The Aim of the Project
Improvement in ultrasound imaging has led to the identification of subtle non-structural markers during the 18 – 20 week fetal anomaly scan, such as echogenic bowel, mild cerebral ventriculomegaly, renal pelvicalyceal dilatation, and nuchal thickening. These markers are estimated to occur in between 1% and 4% of pregnancies. Their clinical significance, for pregnancy outcomes or childhood morbidity, is largely unknown. The aims of this study are:
- To estimate the prevalence of individual markers at the 18 to 20-week anomaly scan in an unselected population of pregnant women attending for routine antenatal care in Wales;
- To assess inter- and intra-sonographer variability in the detection of markers;
- To investigate associations between the presence of markers and adverse pregnancy outcomes (chromosomal abnormality, stillbirth, pre-term birth and small for gestational age);
- To establish a cohort of children to investigate associations between specific markers and longer-term health outcomes in childhood.

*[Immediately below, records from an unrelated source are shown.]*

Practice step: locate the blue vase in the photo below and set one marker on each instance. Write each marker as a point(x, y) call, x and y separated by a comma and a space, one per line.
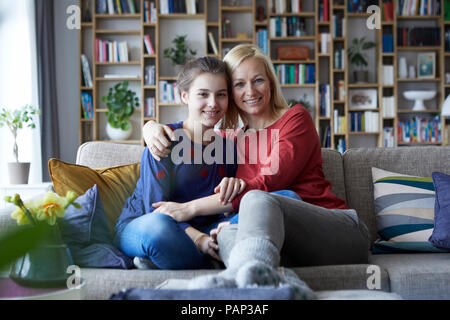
point(45, 266)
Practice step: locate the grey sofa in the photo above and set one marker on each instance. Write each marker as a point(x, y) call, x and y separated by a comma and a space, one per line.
point(413, 276)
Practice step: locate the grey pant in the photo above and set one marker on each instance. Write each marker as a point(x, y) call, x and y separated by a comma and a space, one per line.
point(305, 234)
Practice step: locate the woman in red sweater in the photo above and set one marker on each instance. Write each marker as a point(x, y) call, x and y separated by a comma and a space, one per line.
point(319, 229)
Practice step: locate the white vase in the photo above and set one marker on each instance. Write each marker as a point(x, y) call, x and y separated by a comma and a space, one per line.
point(402, 68)
point(118, 134)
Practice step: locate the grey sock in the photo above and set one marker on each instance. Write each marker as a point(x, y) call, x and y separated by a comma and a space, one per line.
point(144, 263)
point(249, 249)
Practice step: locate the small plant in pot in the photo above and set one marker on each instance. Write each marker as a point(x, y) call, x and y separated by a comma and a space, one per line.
point(120, 102)
point(358, 58)
point(180, 53)
point(15, 120)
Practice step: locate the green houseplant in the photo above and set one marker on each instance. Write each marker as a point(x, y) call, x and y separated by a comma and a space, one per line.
point(120, 102)
point(181, 52)
point(358, 58)
point(15, 120)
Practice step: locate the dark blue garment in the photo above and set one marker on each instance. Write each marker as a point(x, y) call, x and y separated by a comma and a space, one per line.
point(168, 180)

An Overview of the Project
This is a population-based cohort study embedded within the routine antenatal services offered to pregnant women by NHS Wales. All pregnant women receiving antenatal care within six of seven Welsh Health Boards who had an 18 to 20 week ultrasound scan in Welsh NHS Trusts between July 2008 and March 2011 were eligible for inclusion. 30,000 women consented to take part, and data from the anomaly scans of 22,045 were available to the study.
Data from the first phase of the study has been analysed and published. In this, we found that the prevalence of markers ranged from 43.7 per 1000 singleton pregnancies for cardiac echogenic foci [95% confidence interval (CI): 38.8, 51.1] to 0.6 for mild-to-moderate ventriculomegaly (95% CI: 0.3, 1.0). Isolated echogenic bowel was associated with an increased risk of congenital anomalies [risk ratio (RR) 4.54, 95% CI: 2.12, 9.73] and preterm birth (RR 2.30, 95% CI: 1.08, 4.90). Isolated pelvicalyceal dilatation was associated with an increased risk of congenital anomalies (RR 3.82, 95% CI: 2.16, 6.77). Multiple markers were associated with an increased risk of congenital anomalies (RR 5.00, 95% CI: 1.35, 18.40) and preterm birth (RR 3.38, 95% CI 1.20, 9.53).
In the second phase of the study, the scan data is being linked with routine healthcare records to examine whether children with markers have more hospital admissions, investigations and procedures in the first five years of life than children without markers. An analysis of renal admissions is currently being completed and funding is currently being sought to examine cardiac markers.